Derrière la Station Seja : l’agence Studio Seja
Parce qu’avant de prendre une seconde casquette de gérante d’un coworking, je portais déjà fièrement celle de co-créatrice d’une agence web, et c’est là que se trouve la genèse.
Un peu de contexte…
L’histoire est simple, et telle que je la raconte à chaque fois que je rencontre des entrepreneur·e·s en devenir au détour d’un afterwork. Une amitié à quatre têtes qui se forme en école de développement web, il y a déjà quelques années maintenant. Steve, Emilien, Jordan et Anaïs, qui deviendront les 4 lettres de Seja, c’est nous. A l’époque, on était aussi bons dans notre capacité à fuir les cours qui nous intéressaient le moins pour jouer à Valorant, qu’on était excellents dans nos projets d’étude.
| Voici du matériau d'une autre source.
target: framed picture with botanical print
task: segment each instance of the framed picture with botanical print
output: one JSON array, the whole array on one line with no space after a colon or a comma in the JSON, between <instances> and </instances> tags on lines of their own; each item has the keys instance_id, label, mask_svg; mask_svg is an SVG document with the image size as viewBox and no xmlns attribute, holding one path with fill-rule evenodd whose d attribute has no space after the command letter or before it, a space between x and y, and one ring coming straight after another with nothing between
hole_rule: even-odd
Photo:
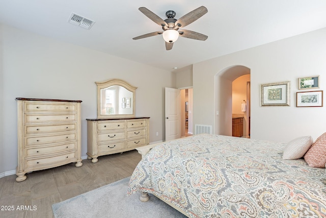
<instances>
[{"instance_id":1,"label":"framed picture with botanical print","mask_svg":"<svg viewBox=\"0 0 326 218\"><path fill-rule=\"evenodd\" d=\"M299 89L308 89L319 87L319 76L299 78Z\"/></svg>"},{"instance_id":2,"label":"framed picture with botanical print","mask_svg":"<svg viewBox=\"0 0 326 218\"><path fill-rule=\"evenodd\" d=\"M296 92L296 107L322 107L322 91Z\"/></svg>"},{"instance_id":3,"label":"framed picture with botanical print","mask_svg":"<svg viewBox=\"0 0 326 218\"><path fill-rule=\"evenodd\" d=\"M261 84L261 106L290 106L290 81Z\"/></svg>"}]
</instances>

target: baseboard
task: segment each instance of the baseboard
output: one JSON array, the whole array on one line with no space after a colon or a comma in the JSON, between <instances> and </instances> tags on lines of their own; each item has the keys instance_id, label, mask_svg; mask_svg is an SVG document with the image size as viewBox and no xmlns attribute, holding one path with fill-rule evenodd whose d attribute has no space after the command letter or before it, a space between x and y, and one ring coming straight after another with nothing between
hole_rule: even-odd
<instances>
[{"instance_id":1,"label":"baseboard","mask_svg":"<svg viewBox=\"0 0 326 218\"><path fill-rule=\"evenodd\" d=\"M12 175L16 174L16 170L14 169L10 171L6 171L0 174L0 178L5 177L5 176L10 176Z\"/></svg>"},{"instance_id":2,"label":"baseboard","mask_svg":"<svg viewBox=\"0 0 326 218\"><path fill-rule=\"evenodd\" d=\"M87 159L87 155L82 156L81 158L83 160ZM10 171L6 171L5 172L0 173L0 178L5 177L5 176L10 176L14 174L16 174L16 169L13 169Z\"/></svg>"},{"instance_id":3,"label":"baseboard","mask_svg":"<svg viewBox=\"0 0 326 218\"><path fill-rule=\"evenodd\" d=\"M153 142L150 143L150 144L155 144L155 143L161 142L162 141L163 141L161 140L161 141L154 141ZM86 159L87 159L87 155L83 156L81 157L81 158L83 160ZM0 178L5 177L5 176L10 176L14 174L16 174L16 169L13 169L12 171L6 171L5 172L0 173Z\"/></svg>"}]
</instances>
Je le dis sans crainte : on était les meilleurs de notre filière. Déjà alors, nos projets étaient les plus aboutis, les plus léchés, les plus documentés, les plus beaux visuellement.
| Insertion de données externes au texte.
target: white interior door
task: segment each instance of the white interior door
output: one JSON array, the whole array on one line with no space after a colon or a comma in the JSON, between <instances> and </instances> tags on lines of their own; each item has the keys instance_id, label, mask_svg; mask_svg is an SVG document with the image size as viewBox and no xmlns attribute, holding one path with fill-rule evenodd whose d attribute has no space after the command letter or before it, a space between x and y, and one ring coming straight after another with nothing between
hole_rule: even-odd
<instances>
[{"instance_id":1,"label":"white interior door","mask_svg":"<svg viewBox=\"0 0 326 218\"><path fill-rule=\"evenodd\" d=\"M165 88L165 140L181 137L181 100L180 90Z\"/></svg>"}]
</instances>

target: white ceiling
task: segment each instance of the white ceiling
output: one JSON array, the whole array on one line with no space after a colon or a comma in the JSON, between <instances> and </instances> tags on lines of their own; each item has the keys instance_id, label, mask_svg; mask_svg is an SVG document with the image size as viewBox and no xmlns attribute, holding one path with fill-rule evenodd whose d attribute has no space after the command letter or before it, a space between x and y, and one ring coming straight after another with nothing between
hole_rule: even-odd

La manière avec laquelle on est passés de ce groupe de potes à une vraie entreprise qui tourne depuis septembre 2022 et qui n’a de cesse d’évoluer, mériterait un article dédié. Déjà parce que j’en suis fière, et avec toute l’humilité du monde, je pense que notre histoire entrepreneuriale, dans nos réussites comme nos erreurs, peut servir à beaucoup d’entrepreneurs en devenir. Mais ce n’est pas le sujet.
Un premier pas dans l’environnement communautaire & entrepreneurial
Si on avait parfaitement la capacité de bosser depuis chez nous, bien équipés en postes de travail et doubles écrans à la maison, on savait que ça n’allait pas nous convenir très longtemps. Dès qu’on a commencé à rentrer pas mal de projets et à se sécuriser une certaine régularité financière, on a cherché une occasion de prendre des bureaux.
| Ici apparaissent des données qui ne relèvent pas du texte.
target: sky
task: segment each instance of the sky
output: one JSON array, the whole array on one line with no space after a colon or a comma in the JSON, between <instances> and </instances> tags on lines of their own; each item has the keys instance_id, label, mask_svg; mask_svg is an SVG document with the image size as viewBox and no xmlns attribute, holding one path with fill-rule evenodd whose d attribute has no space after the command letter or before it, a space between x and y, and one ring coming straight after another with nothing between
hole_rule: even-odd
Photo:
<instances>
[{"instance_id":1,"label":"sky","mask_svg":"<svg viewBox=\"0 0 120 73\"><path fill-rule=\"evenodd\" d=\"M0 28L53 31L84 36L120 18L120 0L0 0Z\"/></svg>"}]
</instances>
On était trois sur quatre à ne pas trop aimer fréquenter les cafés-coworking, du moins pour y bosser en autonomie. Personnellement, je trouvais ça très pratique de se retrouver dans un cadre sympa pour nos réunions ou pour avancer sur des projets spécifiques, mais j’avais du mal à me concentrer avec l’activité ambiante. Pour 90% de mon temps de travail, je préférais donc le calme de mon bureau, chez moi, pour avancer sur mes tâches.
Puis, notre équipe s’est temporairement agrandie en fin 2023 avec un alternant en communication, puis un développeur junior en renfort d’un afflux tendu de projets. C’était le bon moment pour prendre des locaux, et au milieu de nos process de recrutement, nous avons rejoint la Pépinière d’entreprises de Hautepierre, gérée par le réseau Interfaces. Notre réseau a fait une croissance exponentielle à ce moment-là et on s’est rendus compte de la puissance d’un espace de travail communautaire. On avait notre propre bureau, mais on partageait les espaces communs, salles de pause, de réunion, avec d’autres entreprises, toutes aussi innovantes et différentes les unes des autres.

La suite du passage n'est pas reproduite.